From Wikipedia, the free encyclopedia
 
Tobacco has a long history from its usages in the early Americas. It increased in popularity with the arrival of Spain to America, which introduced tobacco to the Europeans by whom it was heavily traded. Following the industrial revolution, cigarettes were becoming popularized in the New World as well as Europe, which fostered yet another unparalleled increase in growth. This remained so until scientific studies in mid 20th century demonstrated the negative health effects of tobacco smoking including lung and throat cancer.

Early history

Tobacco was first discovered by the native people of Mesoamerica and South America and later introduced to Europe and the rest of the world.

Tobacco had already long been used in the Americas by the time European settlers arrived and took the practice to Europe, where it became popular. Eastern North American tribes have historically carried tobacco in pouches as a readily accepted trade item, as well as smoking it in pipe ceremonies, whether for sacred ceremonies or those to seal a treaty or agreement. Tobacco is considered a gift from the Creator, and tobacco smoke is seen as carrying one's thoughts and prayers to the spirits.
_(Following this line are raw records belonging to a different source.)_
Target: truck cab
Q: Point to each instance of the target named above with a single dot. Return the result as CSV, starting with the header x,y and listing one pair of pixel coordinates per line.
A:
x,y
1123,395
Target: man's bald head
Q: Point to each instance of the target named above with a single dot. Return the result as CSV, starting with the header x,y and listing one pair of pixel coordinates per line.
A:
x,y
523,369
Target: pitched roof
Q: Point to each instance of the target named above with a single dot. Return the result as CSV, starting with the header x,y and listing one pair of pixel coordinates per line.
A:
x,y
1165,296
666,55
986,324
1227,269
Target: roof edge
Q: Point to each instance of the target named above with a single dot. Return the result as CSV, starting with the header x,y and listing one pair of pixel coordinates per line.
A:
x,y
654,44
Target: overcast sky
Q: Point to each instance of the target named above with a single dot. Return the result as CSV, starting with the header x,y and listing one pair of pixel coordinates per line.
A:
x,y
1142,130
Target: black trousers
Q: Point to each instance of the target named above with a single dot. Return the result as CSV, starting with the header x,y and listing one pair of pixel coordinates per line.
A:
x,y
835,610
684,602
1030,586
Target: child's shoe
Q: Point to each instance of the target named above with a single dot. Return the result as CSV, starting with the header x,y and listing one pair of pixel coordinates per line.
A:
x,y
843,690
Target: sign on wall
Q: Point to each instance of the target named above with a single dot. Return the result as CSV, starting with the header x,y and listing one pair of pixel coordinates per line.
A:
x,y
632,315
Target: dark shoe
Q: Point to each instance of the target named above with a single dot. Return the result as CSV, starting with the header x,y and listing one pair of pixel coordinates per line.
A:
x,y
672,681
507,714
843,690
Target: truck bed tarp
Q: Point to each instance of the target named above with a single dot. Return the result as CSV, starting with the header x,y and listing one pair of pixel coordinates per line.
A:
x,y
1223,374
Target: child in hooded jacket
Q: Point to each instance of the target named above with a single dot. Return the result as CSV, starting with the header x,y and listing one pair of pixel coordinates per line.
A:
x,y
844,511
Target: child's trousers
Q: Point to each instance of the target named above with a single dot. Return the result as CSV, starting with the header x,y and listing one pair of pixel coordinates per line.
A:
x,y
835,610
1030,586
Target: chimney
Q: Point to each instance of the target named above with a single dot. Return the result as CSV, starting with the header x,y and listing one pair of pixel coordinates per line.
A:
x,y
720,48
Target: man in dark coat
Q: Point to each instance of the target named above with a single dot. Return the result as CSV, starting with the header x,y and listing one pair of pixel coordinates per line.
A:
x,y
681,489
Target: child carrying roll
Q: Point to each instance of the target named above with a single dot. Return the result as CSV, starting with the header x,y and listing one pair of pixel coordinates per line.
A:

In addition to its use in spiritual ceremonies, tobacco is also used in ethnobotany for medical treatment of physical conditions. As a pain killer it has been used for earache and toothache and occasionally as a poultice. Some indigenous peoples in California have used tobacco as one ingredient in smoking mixtures for treating colds; usually it is mixed with the leaves of the small desert sage, Salvia dorrii, or the root of Indian balsam or cough root, Leptotaenia multifida (the addition of which was thought to be particularly good for asthma and tuberculosis). In addition to its traditional medicinal uses, tobacco was also used as a form of currency between Native Americans and Colonists from the 1620s on.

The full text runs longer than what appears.